---
title: AMI Resolution with Flavors
authors:
- "@sedefsavas"
- "@randomvariable"
- "@imikushin"
reviewers:
- "@randomvariable"
creation-date: 2021-06-28
last-updated: 2021-06-28
status: provisional
---
# AMI Resolution with Flavors
## Table of Contents
## Glossary
### AMI
AWS machine image
### AMI Flavors
AMIs could be categorized based on many aspects like OS type and CPU architecture.

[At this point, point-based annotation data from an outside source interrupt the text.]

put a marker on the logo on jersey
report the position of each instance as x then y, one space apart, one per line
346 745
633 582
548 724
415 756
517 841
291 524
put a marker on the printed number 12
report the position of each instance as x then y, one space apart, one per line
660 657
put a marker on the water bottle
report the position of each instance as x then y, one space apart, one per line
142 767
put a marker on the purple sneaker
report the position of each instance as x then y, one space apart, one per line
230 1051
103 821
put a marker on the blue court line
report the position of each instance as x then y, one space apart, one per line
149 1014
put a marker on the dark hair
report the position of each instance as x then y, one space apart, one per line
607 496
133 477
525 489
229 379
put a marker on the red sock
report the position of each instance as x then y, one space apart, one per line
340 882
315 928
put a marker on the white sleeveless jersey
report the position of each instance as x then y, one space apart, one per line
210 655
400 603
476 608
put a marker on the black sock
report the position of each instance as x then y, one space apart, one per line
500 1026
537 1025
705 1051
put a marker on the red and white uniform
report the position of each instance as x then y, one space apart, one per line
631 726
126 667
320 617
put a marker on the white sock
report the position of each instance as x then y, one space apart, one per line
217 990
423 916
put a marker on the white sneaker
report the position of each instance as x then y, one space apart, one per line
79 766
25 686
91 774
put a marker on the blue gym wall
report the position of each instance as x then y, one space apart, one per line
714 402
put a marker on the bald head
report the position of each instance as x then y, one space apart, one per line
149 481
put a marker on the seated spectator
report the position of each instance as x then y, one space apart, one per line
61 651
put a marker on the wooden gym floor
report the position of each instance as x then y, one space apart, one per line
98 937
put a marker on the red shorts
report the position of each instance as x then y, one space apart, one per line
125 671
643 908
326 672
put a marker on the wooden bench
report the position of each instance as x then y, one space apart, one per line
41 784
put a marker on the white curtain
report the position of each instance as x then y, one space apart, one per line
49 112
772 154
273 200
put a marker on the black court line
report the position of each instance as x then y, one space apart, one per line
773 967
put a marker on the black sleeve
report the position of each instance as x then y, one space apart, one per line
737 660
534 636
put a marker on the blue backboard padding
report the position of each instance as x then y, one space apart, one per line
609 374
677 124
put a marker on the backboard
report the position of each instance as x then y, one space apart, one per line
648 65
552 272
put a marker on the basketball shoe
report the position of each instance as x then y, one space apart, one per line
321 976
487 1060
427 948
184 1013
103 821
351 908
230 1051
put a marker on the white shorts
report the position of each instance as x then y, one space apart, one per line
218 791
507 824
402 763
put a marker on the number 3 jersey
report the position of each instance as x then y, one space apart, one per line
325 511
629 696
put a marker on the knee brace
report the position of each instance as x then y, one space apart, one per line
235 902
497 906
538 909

An AMI flavor is a particular selection of those options.
## Summary
This proposal redesigns the way AMIs are resolved during management/workload cluster creations.
We are proposing a new AMI object which will have a 1-1 mapping with the AMIs on AWS accounts that are of interest.
With this new object, AMI flavors will be expanded and advanced AMI resolutions based on various will be possible.
During AMI resolution, the source of truth becomes the AMI objects in Kubernetes as opposed to the AMIs on AWS accounts.
## Motivation
Currently, in cluster-api-provider-aws, very limited support exists for different AMI flavors (OS/ARCH); the only supported variants are OS types and Kubernetes versions.
Having an AMI CRD will help us resolve the following issues:
- There is no mechanism in place to detect when new AMIs are published for a certain flavor and Kubernetes version. Hence, when a new AMI is published due to security reasons, the rollout process is manual.
- Auto-resolved images are not being captured in any CAPA field, so the information on which images are used for AWSMachines are lost.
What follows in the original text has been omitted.